8. A Palavra de Deus contém o registro de vários casos de possessão demoníaca sofridas por descrentes, mas não detalham (exceto o texto já referido de Tg 1.13) a mecânica da tentação. Outros (como no caso de Paulo) falam da realidade e da presença do pecado até na vida do crente – ensinamento contra o qual não temos qualquer objeção e que é assim entendido por nossos símbolos de Fé.

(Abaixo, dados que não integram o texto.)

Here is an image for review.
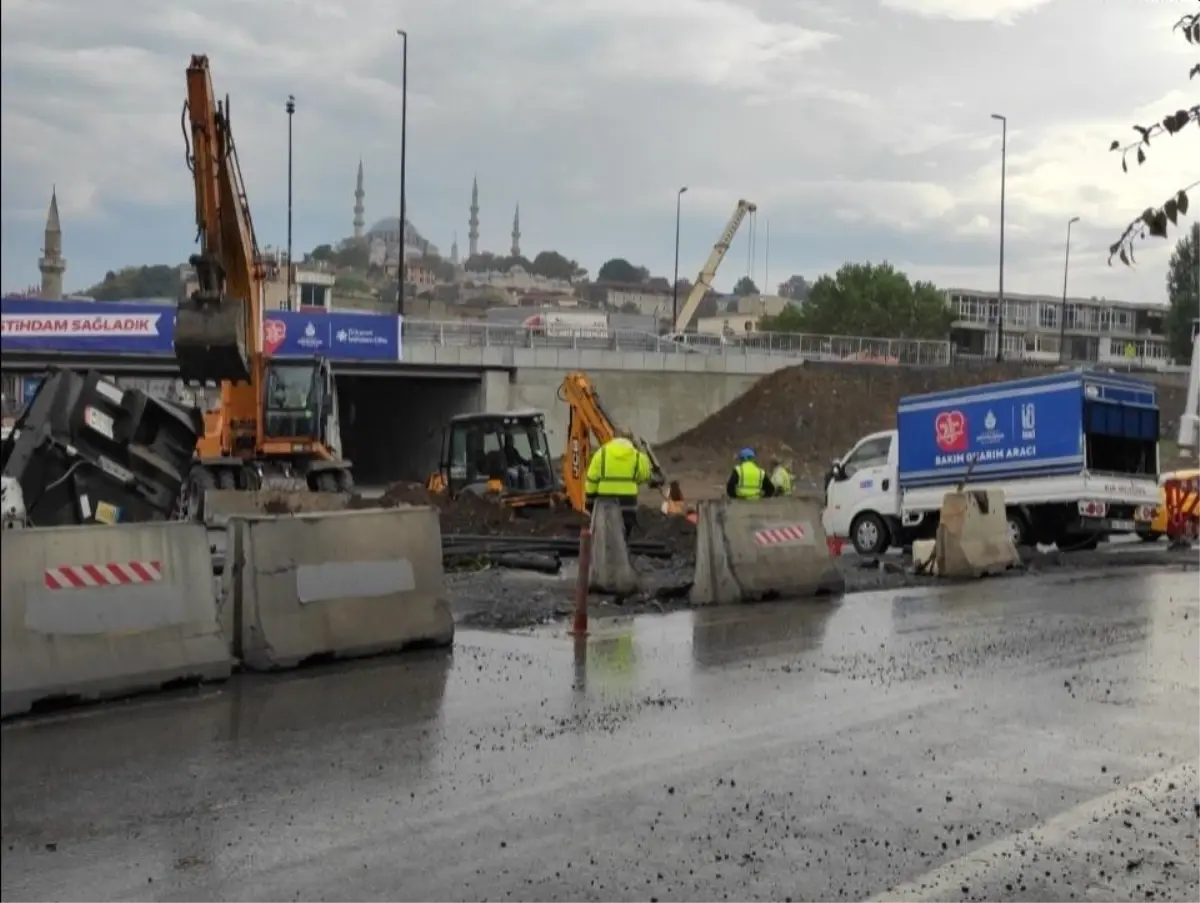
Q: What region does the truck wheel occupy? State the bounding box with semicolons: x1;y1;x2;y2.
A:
336;470;354;492
1005;509;1031;547
850;512;889;556
216;469;237;490
314;472;339;493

Por fim, neste ponto, uma exegese correta de Ap. 2.13, mostrará que a expressão “trono de Satanás” tem um significado histórico bem palpável e real e não se refere a Satanás fazer morada no meio daqueles que constituem a igreja resgatada por Cristo — prerrogativa essa do próprio Espírito Santo.

9. Algumas vezes, na tentativa de esclarecer os fiéis, muitos irmãos geram, na realidade, confusão com um som de trombeta dissonante. Será difícil achar um cristão que não afirme que o Diabo não tem poder sobre Jesus. Muitos também concordarão que ele não tem poder sobre os amados do Senhor (ótimo!). Mas um grande segmento afirma – “…nas horas que estamos fracos, isso pode acontecer”. Afinal, pensa o nosso irmãozinho que ouve o ensinamento, “tem poder ou não tem?”

Com freqüência somos atraídos por pontos especulativos e às vezes passamos à frente idéias não solidificadas, do ponto de vista teológico. Encontramos controvérsia e dificuldades e enfrentamos problemas. É bem possível que Deus queira nos levar a verificar a importância de nos limitarmos ao claro ensinamento das escrituras ou à simples pregação expositiva. Afinal, temos tanto que caminhar, e as coisas óbvias são tão desrespeitadas em nosso meio, porque especular no ensino?